Alaska Association of Criminal Defense Lawyers
- Formation: November 30, 2009; 16 years ago
- Type: Legal Association
- Headquarters: Anchorage, Alaska
- Location: United States;
- President: Jeff Robinson
- Website: www.akacdl.org

= Alaska Association of Criminal Defense Lawyers =

U.S. professional organization

The Alaska Association of Criminal Defense Lawyers (AKACDL), founded November 30, 2009, is a voluntary non-profit professional association created to serve the needs of criminal defense attorneys in Alaska. AKACDL's primary goal is to provide continuing legal education ("CLE") for new attorneys as well as seasoned practitioners, and for both public defenders and private practitioners. AKACDL presents an annual educational event named the "AKACDL All*Stars Conference," usually featuring four nationally recognized speakers at a two-day conference held at the Alyeska Resort in Girdwood, Alaska.

==History==

AKACDL was founded in 2009 by four Anchorage criminal defense lawyers: Darrel J. Gardner, Andrew J. Lambert, Steve M. Wells, and F. Rich Curtner. Except for Rich Curtner, all of the founders have served as president of the association. According to the AKACDL website,
The Alaska Association of Criminal Defense Lawyers was incorporated on November 30, 2009. With more than 200 members having since joined, AKACDL is Alaska's preeminent criminal defense organization.

==Mission==

The goals of AKACDL are: To promote study and research in the field of criminal defense law and procedure and constitutional law. To disseminate by lecture, seminars, and publications such theories, technologies, and techniques that support or promote the field of criminal defense advocacy. To sponsor periodic meetings of the criminal defense bar; to provide a forum for the exchange of information regarding the administration of criminal justice; and thereby to protect individual rights and improve the practice and procedures of criminal law. To represent the association before the legislative, executive, and judicial bodies which determine policy for the state and federal governments in a manner that promotes the mission of the association and its objectives and purposes. To preserve, protect, and defend the adversary system of justice and the Alaska and U.S. Constitutions.

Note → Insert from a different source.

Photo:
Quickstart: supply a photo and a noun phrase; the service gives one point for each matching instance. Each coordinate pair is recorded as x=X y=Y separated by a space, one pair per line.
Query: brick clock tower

== Continuing legal education ==

AKACDL's primary mission is to provide continuing legal education (CLE), for new attorneys as well as seasoned practitioners, and for public defenders as well as private practitioners. AKACDL presents an annual "All*Stars Conference" featuring numerous nationally recognized speakers. Throughout the year AKACDL also offers short educational seminars, which are typically free to members. AKACDL works with other defense organizations to promote CLE opportunities for its members. AKACDL is an official Affiliate Member of the National Association of Criminal Defense Lawyers.

== Amicus curiae and litigation ==

As amicus curiae, AKACDL helped secure a victory before the Alaska Supreme Court in Barber v. State (Opinion No. S-6850, December 6, 2013). AKACDL was also a named plaintiff in a lawsuit against the State of Alaska filed by the ACLU of Alaska, challenging as unconstitutional a new bail law in 2010.

==Other involvement==
AKACDL is a supporter of the Alaska Innocence Project, and the Alaska Bar Association's annual Bar Convention.